Training invariances and the low-rank phenomenon: beyond linear networks.

Wednesday, April 6, 2022 - 4:00pm to 4:30pm

Event Calendar Category

LIDS & Stats Tea

Speaker Name

Thien Le



Building and Room Number

LIDS Lounge


The implicit bias induced by the training of neural networks has become a topic of rigorous study. In the limit of gradient flow and gradient descent with appropriate step size, it has been shown that when one trains a deep linear network with logistic or exponential loss on linearly separable data, the weights converge to rank-1matrices. In this paper, we extend this theoretical result to the last few linear layers of the much wider class of nonlinear ReLU-activated feedforward networks containing fully-connected layers and skip connections. Similar to the linear case, the proof relies on specific local training invariances, sometimes referred to as alignment, which we show to hold for submatrices where neurons are stably-activated in all training examples, and it reflects empirical results in the literature. We also show this is not true in general for the full matrix of ReLU fully-connected layers.

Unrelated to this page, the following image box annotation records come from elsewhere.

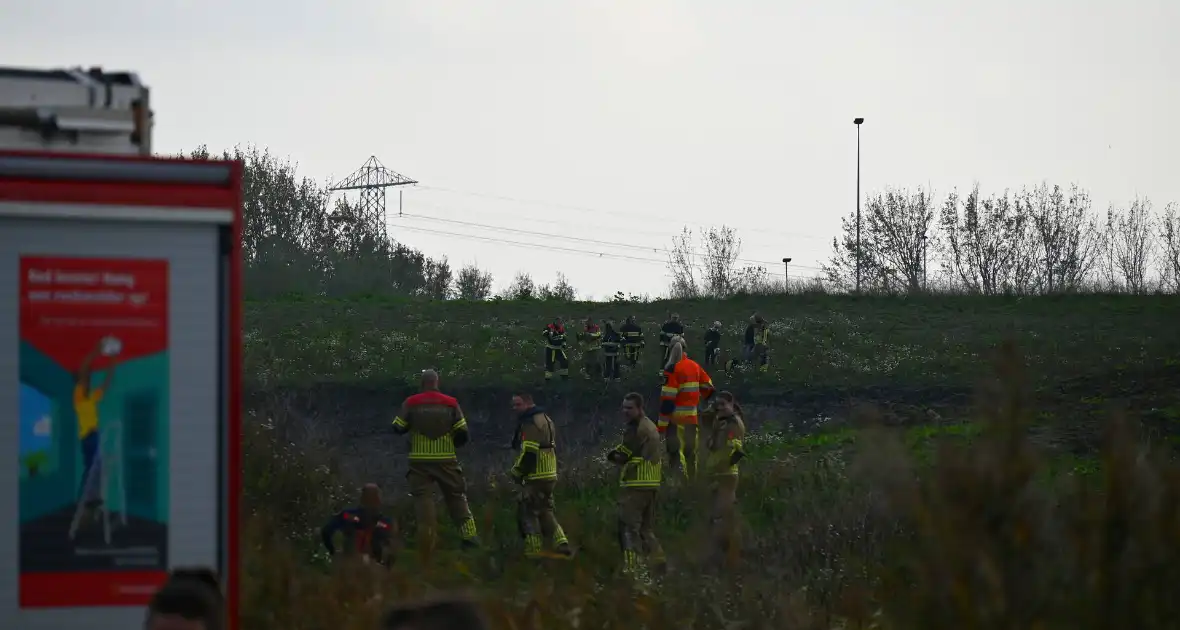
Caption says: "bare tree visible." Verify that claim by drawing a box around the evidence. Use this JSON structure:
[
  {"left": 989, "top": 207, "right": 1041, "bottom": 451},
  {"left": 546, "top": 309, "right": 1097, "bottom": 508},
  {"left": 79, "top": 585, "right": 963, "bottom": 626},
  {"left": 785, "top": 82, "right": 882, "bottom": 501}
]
[
  {"left": 1107, "top": 197, "right": 1155, "bottom": 294},
  {"left": 1024, "top": 183, "right": 1102, "bottom": 293},
  {"left": 668, "top": 227, "right": 701, "bottom": 298},
  {"left": 503, "top": 271, "right": 539, "bottom": 300},
  {"left": 738, "top": 265, "right": 787, "bottom": 295},
  {"left": 1159, "top": 202, "right": 1180, "bottom": 291},
  {"left": 536, "top": 271, "right": 578, "bottom": 302},
  {"left": 822, "top": 188, "right": 938, "bottom": 293},
  {"left": 939, "top": 184, "right": 1031, "bottom": 295},
  {"left": 454, "top": 264, "right": 492, "bottom": 301},
  {"left": 701, "top": 225, "right": 741, "bottom": 297},
  {"left": 421, "top": 256, "right": 454, "bottom": 300}
]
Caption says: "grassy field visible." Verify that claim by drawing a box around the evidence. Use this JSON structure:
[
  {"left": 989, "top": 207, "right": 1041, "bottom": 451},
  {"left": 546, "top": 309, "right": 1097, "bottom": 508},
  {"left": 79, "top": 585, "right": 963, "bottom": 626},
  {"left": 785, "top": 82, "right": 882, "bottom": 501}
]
[{"left": 243, "top": 296, "right": 1180, "bottom": 630}]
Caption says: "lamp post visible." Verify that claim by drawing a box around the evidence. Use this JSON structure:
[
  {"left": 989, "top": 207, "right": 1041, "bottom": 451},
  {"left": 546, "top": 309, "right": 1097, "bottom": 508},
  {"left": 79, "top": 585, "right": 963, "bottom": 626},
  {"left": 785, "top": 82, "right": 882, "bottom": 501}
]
[
  {"left": 922, "top": 232, "right": 930, "bottom": 293},
  {"left": 852, "top": 118, "right": 865, "bottom": 293}
]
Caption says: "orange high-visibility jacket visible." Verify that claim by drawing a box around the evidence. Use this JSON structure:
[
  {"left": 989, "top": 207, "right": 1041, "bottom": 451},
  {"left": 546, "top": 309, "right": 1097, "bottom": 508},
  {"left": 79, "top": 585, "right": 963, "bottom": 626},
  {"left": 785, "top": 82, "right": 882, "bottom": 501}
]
[{"left": 657, "top": 354, "right": 714, "bottom": 432}]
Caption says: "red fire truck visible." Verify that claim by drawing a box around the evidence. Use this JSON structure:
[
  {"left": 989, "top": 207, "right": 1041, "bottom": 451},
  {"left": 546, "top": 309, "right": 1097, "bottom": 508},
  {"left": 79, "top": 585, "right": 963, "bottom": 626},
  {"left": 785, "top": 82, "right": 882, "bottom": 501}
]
[{"left": 0, "top": 67, "right": 242, "bottom": 630}]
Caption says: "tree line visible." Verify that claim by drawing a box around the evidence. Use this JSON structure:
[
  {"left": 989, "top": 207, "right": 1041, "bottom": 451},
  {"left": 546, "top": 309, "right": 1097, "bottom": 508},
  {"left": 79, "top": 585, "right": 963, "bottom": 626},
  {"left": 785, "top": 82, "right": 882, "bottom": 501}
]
[
  {"left": 668, "top": 183, "right": 1180, "bottom": 297},
  {"left": 822, "top": 183, "right": 1180, "bottom": 295},
  {"left": 192, "top": 146, "right": 577, "bottom": 300},
  {"left": 185, "top": 146, "right": 1180, "bottom": 302}
]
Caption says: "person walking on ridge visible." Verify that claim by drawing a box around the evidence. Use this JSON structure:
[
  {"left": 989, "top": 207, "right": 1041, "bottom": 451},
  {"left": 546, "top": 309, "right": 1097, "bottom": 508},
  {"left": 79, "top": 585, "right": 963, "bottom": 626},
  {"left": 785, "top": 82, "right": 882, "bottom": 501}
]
[
  {"left": 511, "top": 393, "right": 573, "bottom": 558},
  {"left": 393, "top": 369, "right": 479, "bottom": 549},
  {"left": 602, "top": 321, "right": 623, "bottom": 382},
  {"left": 704, "top": 322, "right": 721, "bottom": 367},
  {"left": 320, "top": 484, "right": 396, "bottom": 565},
  {"left": 657, "top": 336, "right": 714, "bottom": 479},
  {"left": 578, "top": 317, "right": 602, "bottom": 380},
  {"left": 702, "top": 392, "right": 746, "bottom": 568},
  {"left": 660, "top": 313, "right": 684, "bottom": 366},
  {"left": 542, "top": 317, "right": 570, "bottom": 381}
]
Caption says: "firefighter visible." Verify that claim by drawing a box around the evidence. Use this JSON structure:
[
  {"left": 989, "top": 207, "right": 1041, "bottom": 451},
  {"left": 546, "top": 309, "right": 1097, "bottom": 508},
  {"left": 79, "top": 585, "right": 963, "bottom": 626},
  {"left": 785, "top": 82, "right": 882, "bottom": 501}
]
[
  {"left": 726, "top": 313, "right": 766, "bottom": 372},
  {"left": 704, "top": 322, "right": 721, "bottom": 367},
  {"left": 618, "top": 315, "right": 647, "bottom": 367},
  {"left": 754, "top": 315, "right": 771, "bottom": 372},
  {"left": 657, "top": 336, "right": 714, "bottom": 479},
  {"left": 607, "top": 392, "right": 666, "bottom": 572},
  {"left": 542, "top": 317, "right": 570, "bottom": 381},
  {"left": 578, "top": 317, "right": 602, "bottom": 380},
  {"left": 660, "top": 313, "right": 684, "bottom": 366},
  {"left": 701, "top": 392, "right": 746, "bottom": 566},
  {"left": 511, "top": 394, "right": 573, "bottom": 558},
  {"left": 602, "top": 322, "right": 623, "bottom": 382},
  {"left": 393, "top": 369, "right": 479, "bottom": 549},
  {"left": 320, "top": 484, "right": 396, "bottom": 565}
]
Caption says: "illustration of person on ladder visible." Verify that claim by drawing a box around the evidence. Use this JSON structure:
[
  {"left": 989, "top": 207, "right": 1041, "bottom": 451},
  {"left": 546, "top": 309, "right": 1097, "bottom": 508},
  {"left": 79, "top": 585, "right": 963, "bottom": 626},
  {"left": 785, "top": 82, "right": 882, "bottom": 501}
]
[{"left": 70, "top": 336, "right": 123, "bottom": 539}]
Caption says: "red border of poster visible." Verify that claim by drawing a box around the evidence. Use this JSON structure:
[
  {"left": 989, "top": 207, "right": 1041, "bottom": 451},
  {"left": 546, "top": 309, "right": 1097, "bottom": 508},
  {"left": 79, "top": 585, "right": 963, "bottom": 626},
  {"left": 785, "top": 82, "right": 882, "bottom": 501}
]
[{"left": 0, "top": 151, "right": 242, "bottom": 629}]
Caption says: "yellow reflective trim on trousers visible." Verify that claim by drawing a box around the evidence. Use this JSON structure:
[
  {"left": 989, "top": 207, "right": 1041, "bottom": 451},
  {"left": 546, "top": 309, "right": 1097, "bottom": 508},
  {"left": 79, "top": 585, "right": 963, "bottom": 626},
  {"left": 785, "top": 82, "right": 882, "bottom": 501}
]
[
  {"left": 618, "top": 457, "right": 661, "bottom": 487},
  {"left": 409, "top": 433, "right": 454, "bottom": 459},
  {"left": 525, "top": 448, "right": 557, "bottom": 481}
]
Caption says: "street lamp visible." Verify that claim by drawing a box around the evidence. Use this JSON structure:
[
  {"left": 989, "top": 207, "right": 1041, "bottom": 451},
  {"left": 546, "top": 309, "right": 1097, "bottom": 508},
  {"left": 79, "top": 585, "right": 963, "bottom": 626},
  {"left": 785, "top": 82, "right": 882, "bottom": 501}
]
[
  {"left": 922, "top": 232, "right": 930, "bottom": 293},
  {"left": 852, "top": 118, "right": 865, "bottom": 293}
]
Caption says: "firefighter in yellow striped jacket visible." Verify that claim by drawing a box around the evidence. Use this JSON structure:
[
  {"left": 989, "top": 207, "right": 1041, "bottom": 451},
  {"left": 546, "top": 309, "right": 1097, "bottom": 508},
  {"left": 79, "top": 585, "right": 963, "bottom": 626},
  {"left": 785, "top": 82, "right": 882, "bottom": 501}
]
[
  {"left": 393, "top": 369, "right": 479, "bottom": 549},
  {"left": 511, "top": 394, "right": 573, "bottom": 558},
  {"left": 607, "top": 392, "right": 666, "bottom": 572},
  {"left": 658, "top": 336, "right": 714, "bottom": 479},
  {"left": 701, "top": 392, "right": 746, "bottom": 566}
]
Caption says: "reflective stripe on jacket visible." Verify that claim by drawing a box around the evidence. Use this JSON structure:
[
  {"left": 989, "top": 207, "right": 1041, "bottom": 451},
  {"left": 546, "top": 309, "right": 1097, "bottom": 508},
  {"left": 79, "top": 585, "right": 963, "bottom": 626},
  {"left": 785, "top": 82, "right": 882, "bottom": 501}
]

Our proof relies on a specific decomposition of the network into a multilinear function and another ReLU network whose weights are constant under a certain parameter directional convergence.


Thien Le is a third-year PhD graduate student in EECS under prof Stefanie Jegelka. Before MIT, he obtained his bachelor in Mathematics & Computer Science from UIUC in 2019. His research direction is currently in theoretical foundations of machine learning, especially deep learning, but he is also interested in theoretical aspects of computational biology.